Stigler on the Regulatory Mindset

George Stigler was a Nobel-winning economist who applied the economic way of thinking to regulation at a time when doing so was even more unfashionable than it is today. He was also known for his wit.

Near the end of his paper “The Economists’ Traditional Theory of the Economic Functions of the State,” which appears as chapter 7 in his 1975 collection The Citizen and the State: Essays on Regulation, he has a pithy public choice-style insight (p. 112):

We have a long, long list of market failures. These should be corrected if possible, and there are only two alternatives to the market: the state, and prayer. It turns out the two were merged in one.

There’s a lot packed into that bit of pith. Intentionally or not, Stigler was referring to what Harold Demsetz called the Nirvana fallacy. The relevant comparison isn’t between market outcomes and perfection; it’s between market outcomes and possible improvements. This is where economists’ never-ending focus on perfect competition models comes back to bite them in the rear end. Economists and regulators alike pray fervently.

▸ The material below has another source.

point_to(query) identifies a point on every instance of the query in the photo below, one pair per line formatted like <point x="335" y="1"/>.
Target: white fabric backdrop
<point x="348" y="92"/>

Unable to escape from Hayek’s knowledge problem and public choice concerns such as regulatory capture, regulations not only routinely fail to improve on market outcomes, they often make make matters worse.

As Arnold Kling pointed out, the lesson learned isn’t the idealistic Chicago school motto, “Markets work well. Use markets,” nor is it the Nirvana fallacy-prone MIT-Harvard dictum, “Markets fail. Use government.” It’s the realist GMU-style “Markets fail. Use markets.”